Tuesday, November 2, 2010

Tea Leaves

So it has finally arrived, the day we have all longed for -- ached for -- our chance to answer all of the insults, condescension, patronization, and abuse we have had to endure from those who supposedly work for us. It is our opportunity to get in their faces like we attempted to do at the town halls, rallies, and demonstrations but were rebuffed, sneered at, and ridiculed by the politicians and their hand maidens in the media.

We now queue up outside our polling places with our imaginary torches and pitchforks, mentally burning Obama, Reid, and Pelosi in effigy, waiting, waiting for the returns to roll in.

But there are two things troubling me on this glorious morning: How big will the massacre be and what will the spin be on November 3rd and beyond.

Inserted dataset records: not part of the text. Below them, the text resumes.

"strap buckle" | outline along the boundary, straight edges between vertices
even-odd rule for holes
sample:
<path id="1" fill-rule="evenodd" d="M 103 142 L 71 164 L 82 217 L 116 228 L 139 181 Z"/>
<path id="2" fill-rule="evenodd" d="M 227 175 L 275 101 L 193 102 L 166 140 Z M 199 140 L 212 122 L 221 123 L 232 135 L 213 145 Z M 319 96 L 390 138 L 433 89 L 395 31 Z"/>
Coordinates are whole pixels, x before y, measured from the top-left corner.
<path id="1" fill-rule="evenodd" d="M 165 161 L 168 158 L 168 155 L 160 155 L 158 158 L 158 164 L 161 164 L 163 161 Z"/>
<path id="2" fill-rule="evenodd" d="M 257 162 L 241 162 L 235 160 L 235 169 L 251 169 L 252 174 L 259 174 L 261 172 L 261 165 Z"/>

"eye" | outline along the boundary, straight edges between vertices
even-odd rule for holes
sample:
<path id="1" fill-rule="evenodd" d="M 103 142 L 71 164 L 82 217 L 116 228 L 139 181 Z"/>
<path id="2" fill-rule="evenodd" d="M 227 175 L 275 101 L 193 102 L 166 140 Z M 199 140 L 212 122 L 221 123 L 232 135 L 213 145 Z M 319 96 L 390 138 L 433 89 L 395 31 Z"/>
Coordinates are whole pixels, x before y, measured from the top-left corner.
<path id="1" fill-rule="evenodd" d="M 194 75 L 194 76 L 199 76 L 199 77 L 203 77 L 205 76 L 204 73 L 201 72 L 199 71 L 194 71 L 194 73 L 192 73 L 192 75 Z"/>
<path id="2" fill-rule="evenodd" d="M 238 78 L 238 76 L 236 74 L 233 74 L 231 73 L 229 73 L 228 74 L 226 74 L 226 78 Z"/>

The first question will be answered in half a day. We will know if the left and the MSM suckered us into believing our own hype and/or was it enough to anger the opposition into showing up to stem the tide. One of the thoughts I have been wrestling with is that when Morris, Hannity, and all of the other conservative pundits go overboard in predicting 50, 50, 70, 80..even now 100 house seats, are they/we being deluded? Or, looking at it another way, are the commentators on the left merely feeding this frenzy in order to make any result less than 70 seats in the house seem like it was not Custer's Last Stand or The Bataan Death March?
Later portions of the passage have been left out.